As individuals age, the suspensory structures around the periorbital area begin to relax. The result can be a drooping of the eyelids and the position of the eyebrows. Patients who present to have their eyes done are often informed that a significant part of their upper eyelid problem is directly related to their drooping brows. In blepharoplasty excessively redundant skin from the upper and lower eyelids is removed.

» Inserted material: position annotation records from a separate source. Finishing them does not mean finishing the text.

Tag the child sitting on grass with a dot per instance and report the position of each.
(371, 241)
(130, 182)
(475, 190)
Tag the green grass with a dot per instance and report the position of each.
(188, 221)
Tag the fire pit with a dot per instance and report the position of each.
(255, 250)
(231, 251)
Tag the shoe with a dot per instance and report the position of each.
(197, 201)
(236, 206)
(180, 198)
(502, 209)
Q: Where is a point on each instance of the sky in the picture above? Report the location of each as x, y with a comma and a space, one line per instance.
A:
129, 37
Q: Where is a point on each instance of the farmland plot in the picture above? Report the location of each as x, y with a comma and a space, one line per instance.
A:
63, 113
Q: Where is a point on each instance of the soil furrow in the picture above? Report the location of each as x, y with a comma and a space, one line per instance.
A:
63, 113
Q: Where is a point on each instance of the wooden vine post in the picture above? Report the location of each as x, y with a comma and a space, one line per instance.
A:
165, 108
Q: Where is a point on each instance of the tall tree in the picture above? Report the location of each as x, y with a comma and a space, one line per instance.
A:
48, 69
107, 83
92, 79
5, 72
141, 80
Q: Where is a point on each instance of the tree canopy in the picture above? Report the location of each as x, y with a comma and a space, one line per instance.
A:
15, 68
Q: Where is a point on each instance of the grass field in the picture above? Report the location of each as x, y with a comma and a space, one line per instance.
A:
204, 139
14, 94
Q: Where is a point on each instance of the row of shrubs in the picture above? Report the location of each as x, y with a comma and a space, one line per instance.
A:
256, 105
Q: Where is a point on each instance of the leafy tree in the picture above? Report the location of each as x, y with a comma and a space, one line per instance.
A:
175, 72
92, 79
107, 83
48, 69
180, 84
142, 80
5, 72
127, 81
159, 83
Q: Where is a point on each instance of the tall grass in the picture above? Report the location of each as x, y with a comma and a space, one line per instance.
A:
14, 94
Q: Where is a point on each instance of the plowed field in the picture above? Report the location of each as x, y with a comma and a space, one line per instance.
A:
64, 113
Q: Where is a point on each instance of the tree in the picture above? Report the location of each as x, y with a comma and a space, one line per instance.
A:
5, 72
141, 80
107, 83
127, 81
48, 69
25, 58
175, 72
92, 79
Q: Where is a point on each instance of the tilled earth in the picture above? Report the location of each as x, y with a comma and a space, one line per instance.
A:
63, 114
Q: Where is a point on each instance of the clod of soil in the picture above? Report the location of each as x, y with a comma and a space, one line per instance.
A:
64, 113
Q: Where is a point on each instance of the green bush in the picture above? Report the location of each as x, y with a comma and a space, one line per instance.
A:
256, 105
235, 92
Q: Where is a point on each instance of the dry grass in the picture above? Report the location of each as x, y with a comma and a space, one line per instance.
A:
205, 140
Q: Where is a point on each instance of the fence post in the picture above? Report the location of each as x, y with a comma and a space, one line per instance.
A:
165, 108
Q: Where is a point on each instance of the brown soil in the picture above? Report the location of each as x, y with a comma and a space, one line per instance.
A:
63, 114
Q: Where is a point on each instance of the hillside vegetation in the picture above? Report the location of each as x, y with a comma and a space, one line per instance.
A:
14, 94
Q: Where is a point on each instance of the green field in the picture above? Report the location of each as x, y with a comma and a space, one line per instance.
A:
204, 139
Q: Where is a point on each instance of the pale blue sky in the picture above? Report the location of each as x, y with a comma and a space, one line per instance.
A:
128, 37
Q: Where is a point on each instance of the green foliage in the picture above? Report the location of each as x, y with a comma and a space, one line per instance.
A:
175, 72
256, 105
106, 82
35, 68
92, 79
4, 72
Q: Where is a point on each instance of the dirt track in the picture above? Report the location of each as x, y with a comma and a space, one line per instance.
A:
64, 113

In patients with drooping or ptotic eyebrows, the eyebrow position needs to be re-elevated and stabilized first by a brow lift procedure to prevent the brow from being essentially pulled lower by the upper eyelid skin excision. Not every patient that presents for blepharoplasty needs a brow lift, but in the patient who does, it can make all the difference in the quality of the final result of their periorbital cosmetic surgery. Years ago, most brow lifts were performed through large open incisions immediately behind the anterior hairline.
Today brow lifts are more often performed either endoscopically or through two or three small limited incisions in the hair line. The procedure itself involves freeing up the retaining structures around the eyebrows, lifting the brows to the correct level and securing the brows in their new position often with dissolvable devices. Post operatively patients experience some periorbital swelling for the first week but discomfort is minimal. Patients recovering from brow lift and blepharoplasty can usually return to most social and work activities within two weeks.